The biggest problem we have on that front, I think, is when we have students who are disruptive to the class/community. We don't get a lot of them, but it's always a struggle when we do. How many chances do you give someone to improve their behavior, before you have to kick them out for the benefit of the other students? If you're offering benefits like focus, discipline, etc, to kids who are lacking in those things, you don't want to kick out a kid the first time they act out. You want to guide them to have better behavior, give them a chance to improve. But at the same time, they're negatively impacting your other students, who eventually will leave if they're always having to be around classmates who are disruptive or mean. So it's a tough thing to balance.


----------



## Dirty Dog (Mar 17, 2019)

WaterGal said:


> The biggest problem we have on that front, I think, is when we have students who are disruptive to the class/community. We don't get a lot of them, but it's always a struggle when we do.
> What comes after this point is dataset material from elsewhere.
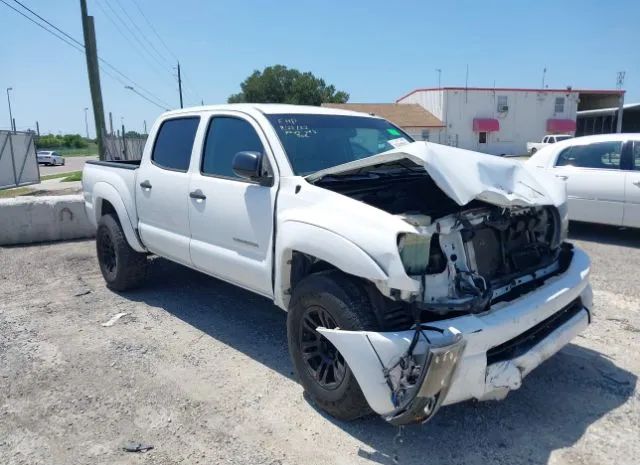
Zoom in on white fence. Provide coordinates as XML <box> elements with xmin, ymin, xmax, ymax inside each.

How many chances do you give someone to improve their behavior, before you have to kick them out for the benefit of the other students? If you're offering benefits like focus, discipline, etc, to kids who are lacking in those things, you don't want to kick out a kid the first time they act out. You want to guide them to have better behavior, give them a chance to improve. But at the same time, they're negatively impacting your other students, who eventually will leave if they're always having to be around classmates who are disruptive or mean. So it's a tough thing to balance.



Depends on exactly what the problem is. Small problem, more chances. Bigger problem, less chances. Big enough problem, no  chances.


----------